Dielectric Performance of a Three-Dimensional Self-Healing Anthracene Copolymer Network and Its Application in a Capacitive Tactile Sensor

Abstract

Capacitive tactile sensors are essential to robotics and human–machine interfaces, for which advanced sensing technologies are in high demand. Although polymeric materials offer high flexibility, their inherently low dielectric permittivities limit their performance. To address this, dynamic covalent bonds have been incorporated into polymer networks to endow them with self-healing properties. While hydrogen bond-based self-healing materials are sensitive to ambient moisture, thermally responsive dynamic covalent bonds require direct contact for efficient heat transfer. Such contact causes practical inconvenience and risks unintended deformation in the surrounding areas. In this study, a three-dimensional copolymer network was constructed by cross-linking poly(vinyl alcohol) and poly(ethylene glycol) via reversible anthracene covalent bonds. The resulting polymer network exhibited an optimal dielectric permittivity and desirable mechanical properties. Moreover, anthracene dynamic bonding enables noncontact, light-triggered self-healing in targeted regions using UV irradiation.

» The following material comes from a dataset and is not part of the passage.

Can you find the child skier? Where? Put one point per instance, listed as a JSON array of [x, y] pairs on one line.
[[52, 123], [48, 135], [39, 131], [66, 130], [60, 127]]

The tactile sensor, which utilized the proposed polymer material as a dielectric layer, demonstrated good sensitivity of 0.161 kPa^–1 over a wide range from 0.1 to 12.5 kPa^–1 and produced stable signals for up to 10,000 cycles. The device was capable of detecting pressures from human body motion, even after recovering from mechanical damage, owing to its self-healing capability.